I've then configured the load balancer. i've made it so that the frondend accepts both http and https. for the backend i made 2 services:

one that uses http and one that uses https so that if somoeone enters though http it is forwarded and then redirected to https by the code shown above.

for both backend services is made a basic health check:

for http: port: 80, timeout: 5s, check interval: 5s, unhealthy threshold: 2 attempts

for https: port: 443, timeout: 5s, check interval: 5s, unhealthy threshold: 2 attempts

the https one works fine and states 1 of 1 instance healthy but the http health check states 0 of 1 instance healthy

if change the health check from http to https and back again for the http back end service it works for a short period of time but after a few minutes it states 0 of 1 instance healthy again.

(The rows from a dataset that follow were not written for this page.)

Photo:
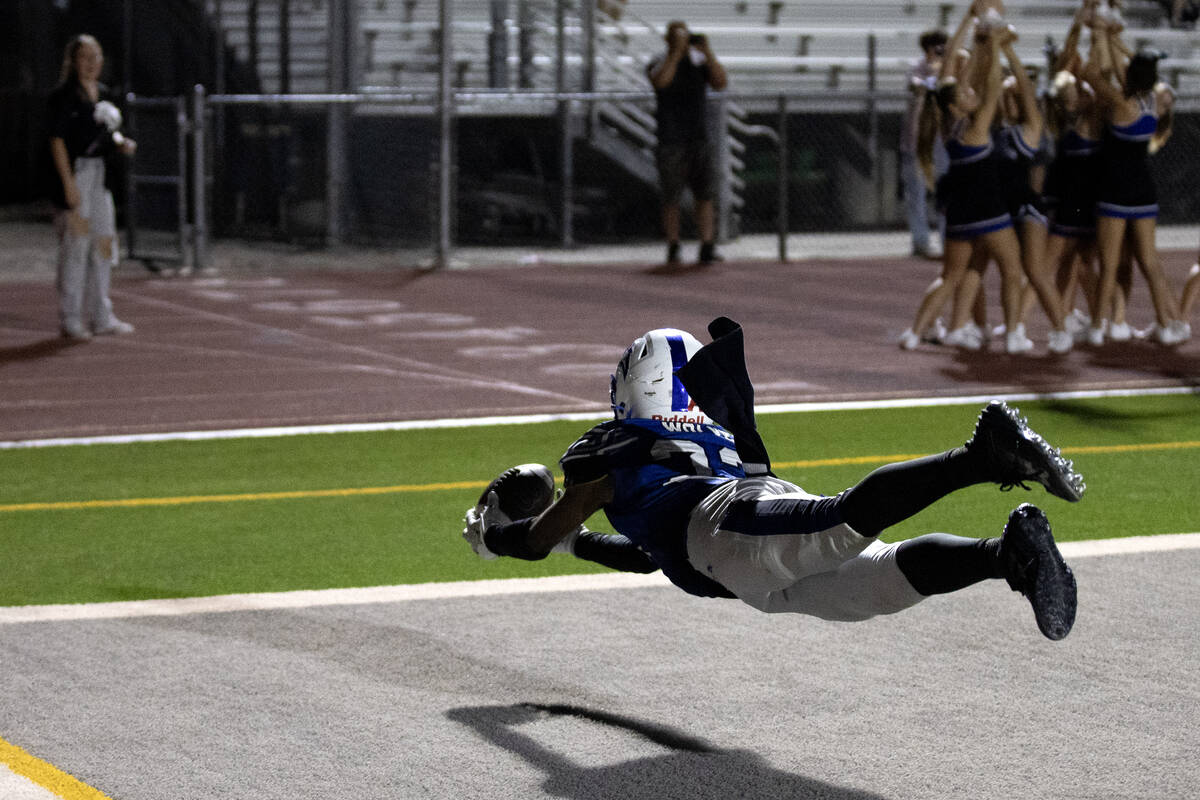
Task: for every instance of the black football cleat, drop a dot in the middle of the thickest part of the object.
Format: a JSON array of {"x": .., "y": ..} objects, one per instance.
[
  {"x": 1017, "y": 453},
  {"x": 1033, "y": 566}
]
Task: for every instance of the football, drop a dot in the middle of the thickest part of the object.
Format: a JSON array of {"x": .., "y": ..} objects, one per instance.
[{"x": 523, "y": 491}]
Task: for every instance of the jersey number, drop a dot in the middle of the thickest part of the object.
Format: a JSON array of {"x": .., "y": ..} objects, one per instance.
[{"x": 678, "y": 452}]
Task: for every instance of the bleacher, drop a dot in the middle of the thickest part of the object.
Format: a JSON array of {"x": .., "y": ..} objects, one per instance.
[{"x": 766, "y": 44}]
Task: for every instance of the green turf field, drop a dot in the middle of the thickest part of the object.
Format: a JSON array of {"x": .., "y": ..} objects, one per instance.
[{"x": 169, "y": 519}]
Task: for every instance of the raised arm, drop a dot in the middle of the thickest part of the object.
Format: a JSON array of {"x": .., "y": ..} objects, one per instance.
[
  {"x": 957, "y": 56},
  {"x": 663, "y": 73},
  {"x": 717, "y": 77},
  {"x": 1026, "y": 92},
  {"x": 979, "y": 130}
]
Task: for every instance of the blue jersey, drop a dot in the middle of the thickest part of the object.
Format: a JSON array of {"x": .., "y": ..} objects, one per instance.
[{"x": 660, "y": 471}]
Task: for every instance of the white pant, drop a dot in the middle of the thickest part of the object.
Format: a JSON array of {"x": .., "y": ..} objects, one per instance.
[
  {"x": 84, "y": 271},
  {"x": 834, "y": 573}
]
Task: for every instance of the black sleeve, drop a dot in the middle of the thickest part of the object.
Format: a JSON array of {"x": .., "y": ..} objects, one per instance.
[
  {"x": 718, "y": 380},
  {"x": 615, "y": 552},
  {"x": 511, "y": 540}
]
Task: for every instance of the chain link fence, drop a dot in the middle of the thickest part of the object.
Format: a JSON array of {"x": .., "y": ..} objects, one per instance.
[{"x": 365, "y": 170}]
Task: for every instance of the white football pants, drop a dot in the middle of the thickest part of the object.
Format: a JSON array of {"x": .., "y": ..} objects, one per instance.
[
  {"x": 833, "y": 573},
  {"x": 85, "y": 262}
]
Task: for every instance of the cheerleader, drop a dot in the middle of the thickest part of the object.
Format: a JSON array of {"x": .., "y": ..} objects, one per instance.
[
  {"x": 977, "y": 221},
  {"x": 1135, "y": 108}
]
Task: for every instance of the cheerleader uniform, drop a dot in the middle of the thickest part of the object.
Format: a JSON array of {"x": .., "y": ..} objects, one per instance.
[
  {"x": 1072, "y": 184},
  {"x": 1017, "y": 160},
  {"x": 1127, "y": 188},
  {"x": 969, "y": 192}
]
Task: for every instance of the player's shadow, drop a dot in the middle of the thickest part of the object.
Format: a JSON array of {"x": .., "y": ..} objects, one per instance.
[
  {"x": 693, "y": 768},
  {"x": 36, "y": 350}
]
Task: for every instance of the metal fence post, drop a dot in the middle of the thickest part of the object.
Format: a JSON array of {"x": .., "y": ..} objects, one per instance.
[
  {"x": 445, "y": 131},
  {"x": 199, "y": 182},
  {"x": 783, "y": 222},
  {"x": 567, "y": 134},
  {"x": 724, "y": 169}
]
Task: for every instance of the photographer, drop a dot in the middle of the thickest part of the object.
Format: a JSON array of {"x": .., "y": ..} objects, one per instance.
[{"x": 681, "y": 79}]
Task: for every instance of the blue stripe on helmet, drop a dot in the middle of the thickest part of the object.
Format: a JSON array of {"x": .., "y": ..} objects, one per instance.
[{"x": 679, "y": 400}]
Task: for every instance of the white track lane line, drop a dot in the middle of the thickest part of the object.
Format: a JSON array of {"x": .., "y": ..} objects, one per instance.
[
  {"x": 598, "y": 414},
  {"x": 265, "y": 601}
]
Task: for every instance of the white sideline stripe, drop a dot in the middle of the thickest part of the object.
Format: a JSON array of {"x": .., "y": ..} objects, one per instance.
[
  {"x": 311, "y": 599},
  {"x": 18, "y": 787},
  {"x": 598, "y": 414}
]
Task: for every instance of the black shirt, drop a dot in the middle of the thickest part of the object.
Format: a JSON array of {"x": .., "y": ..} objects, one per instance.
[
  {"x": 681, "y": 110},
  {"x": 71, "y": 118},
  {"x": 70, "y": 114}
]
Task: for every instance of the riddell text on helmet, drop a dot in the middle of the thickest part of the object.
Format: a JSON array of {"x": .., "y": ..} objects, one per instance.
[{"x": 699, "y": 419}]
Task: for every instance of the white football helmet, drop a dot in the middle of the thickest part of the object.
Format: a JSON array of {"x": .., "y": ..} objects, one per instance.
[{"x": 645, "y": 385}]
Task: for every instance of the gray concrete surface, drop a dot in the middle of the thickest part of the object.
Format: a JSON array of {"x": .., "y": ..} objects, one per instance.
[{"x": 635, "y": 695}]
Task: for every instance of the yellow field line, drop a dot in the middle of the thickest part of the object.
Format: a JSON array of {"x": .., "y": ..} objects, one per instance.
[
  {"x": 47, "y": 775},
  {"x": 303, "y": 494}
]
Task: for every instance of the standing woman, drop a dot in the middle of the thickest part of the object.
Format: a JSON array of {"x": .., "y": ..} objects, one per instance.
[
  {"x": 84, "y": 127},
  {"x": 1127, "y": 202}
]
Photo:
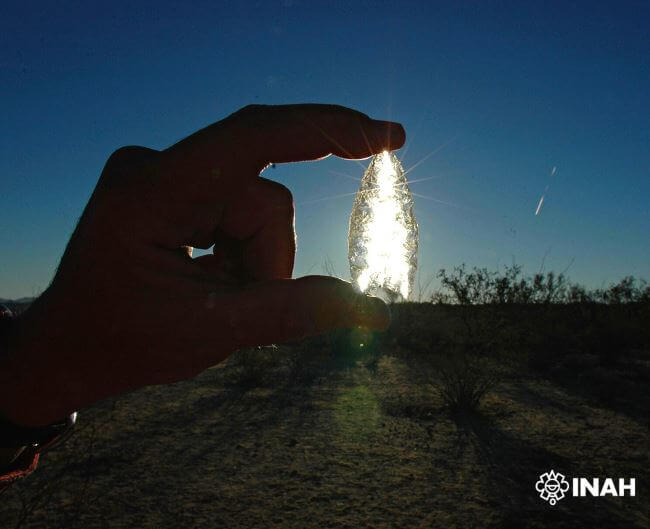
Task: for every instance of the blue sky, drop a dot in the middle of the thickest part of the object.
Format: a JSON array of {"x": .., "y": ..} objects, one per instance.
[{"x": 508, "y": 90}]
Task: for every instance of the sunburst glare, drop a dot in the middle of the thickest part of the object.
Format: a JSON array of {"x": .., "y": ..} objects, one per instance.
[{"x": 383, "y": 236}]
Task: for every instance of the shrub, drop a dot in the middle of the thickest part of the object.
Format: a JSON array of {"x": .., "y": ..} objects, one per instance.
[{"x": 463, "y": 381}]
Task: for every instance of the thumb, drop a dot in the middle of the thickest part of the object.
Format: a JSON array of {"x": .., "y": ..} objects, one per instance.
[{"x": 288, "y": 309}]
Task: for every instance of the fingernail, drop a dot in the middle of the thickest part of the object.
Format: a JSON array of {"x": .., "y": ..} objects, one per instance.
[{"x": 396, "y": 135}]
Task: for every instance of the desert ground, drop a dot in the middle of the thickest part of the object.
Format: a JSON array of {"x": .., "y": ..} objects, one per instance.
[{"x": 446, "y": 420}]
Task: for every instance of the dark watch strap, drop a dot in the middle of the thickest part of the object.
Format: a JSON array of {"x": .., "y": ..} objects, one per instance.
[{"x": 12, "y": 435}]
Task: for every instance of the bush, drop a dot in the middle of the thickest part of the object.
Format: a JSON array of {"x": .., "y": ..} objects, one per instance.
[{"x": 464, "y": 381}]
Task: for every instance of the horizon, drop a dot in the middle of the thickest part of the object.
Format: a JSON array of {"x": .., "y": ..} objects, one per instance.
[{"x": 527, "y": 126}]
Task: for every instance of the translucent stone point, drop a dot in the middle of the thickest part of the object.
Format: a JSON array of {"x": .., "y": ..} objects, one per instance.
[{"x": 383, "y": 234}]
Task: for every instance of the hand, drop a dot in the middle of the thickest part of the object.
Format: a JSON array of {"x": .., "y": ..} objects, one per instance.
[{"x": 129, "y": 306}]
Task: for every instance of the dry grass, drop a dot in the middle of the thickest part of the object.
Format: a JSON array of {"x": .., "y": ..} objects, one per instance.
[{"x": 316, "y": 439}]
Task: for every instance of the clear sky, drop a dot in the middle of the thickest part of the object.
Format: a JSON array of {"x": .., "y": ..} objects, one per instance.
[{"x": 505, "y": 90}]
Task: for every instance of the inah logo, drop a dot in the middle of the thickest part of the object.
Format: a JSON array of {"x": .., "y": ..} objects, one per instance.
[{"x": 552, "y": 486}]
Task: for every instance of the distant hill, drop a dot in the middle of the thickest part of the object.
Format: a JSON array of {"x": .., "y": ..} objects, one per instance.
[{"x": 18, "y": 301}]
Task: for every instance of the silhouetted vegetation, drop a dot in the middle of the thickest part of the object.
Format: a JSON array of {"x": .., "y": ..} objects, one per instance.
[{"x": 446, "y": 419}]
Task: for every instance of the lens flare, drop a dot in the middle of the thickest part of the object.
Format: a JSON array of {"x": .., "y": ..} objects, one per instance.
[{"x": 383, "y": 236}]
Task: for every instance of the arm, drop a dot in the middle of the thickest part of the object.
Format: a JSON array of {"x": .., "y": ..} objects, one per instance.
[{"x": 129, "y": 306}]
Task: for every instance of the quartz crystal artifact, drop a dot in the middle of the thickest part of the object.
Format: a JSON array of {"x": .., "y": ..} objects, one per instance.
[{"x": 383, "y": 235}]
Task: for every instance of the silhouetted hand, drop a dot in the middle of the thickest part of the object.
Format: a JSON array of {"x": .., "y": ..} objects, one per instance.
[{"x": 129, "y": 306}]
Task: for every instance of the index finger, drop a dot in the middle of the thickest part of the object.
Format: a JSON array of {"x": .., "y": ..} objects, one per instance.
[{"x": 258, "y": 135}]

What must i change to keep it healthy?


Solution

  • TL;DR - Use the same HTTPS health check for both the backend services.

    Health Checking and response codes

    You will need to respond with 200 response code and close the connection normally within the configured period.

    HTTP and HTTPS health checks

    If traffic from the load balancer to your instances uses the HTTP or HTTPS protocol, then HTTP or HTTPS health checks verify that the instance is healthy and the web server is up and serving traffic.

    For an HTTP(S) health check probe to be deemed successful, the instance must return a valid HTTP response with code 200 and close the connection normally within the configured period. If it does this a specified number of times in a row, the health check returns a status of HEALTHY for that instance. If an instance fails a specified number of health check probes in a row, it is marked UNHEALTHY without any notification being sent. UNHEALTHY instances do not receive new connections, but existing connections are allowed to continue. UNHEALTHY instances continue to receive health check probes. If an instance later passes a health check by successfully responding to a specified number of consecutive health check probes, it is marked HEALTHY and starts receiving new connections, again without any notification.

    Since you have 2 separate backend services (one for HTTP and other for HTTPS), you will need 2 health checks (although backend services allows reusing the same health check too if needed - read on) since the load balancer considers them independent services.

    As you have already confirmed, using the HTTPS health check will work with the HTTPS based service, but using the HTTP health check will not. The reason is you are actually returning a HTTP 301 response code for permanent URL redirection instead of the expected HTTP 200 response code.

    Possible Solution(s)

    One way to fix this is to use HTTPS health checks for both the backend services, since your underlying service is still the same. You lose the ability to health check the redirection, but that unfortunately is not supported by the Google Cloud Load Balancer. You can share the same HTTPS health check resource too for both the backend services.

    The solution posted by CharlesB will also work, but I feel you're adding additional redirection rules just to satisfy health checks and are not used on your service path anyway. You will also need a separate HTTP health check resource. Using just HTTPS health checks for both the backend services I feel is much simpler and also verifies that your service is alive to handle new requests.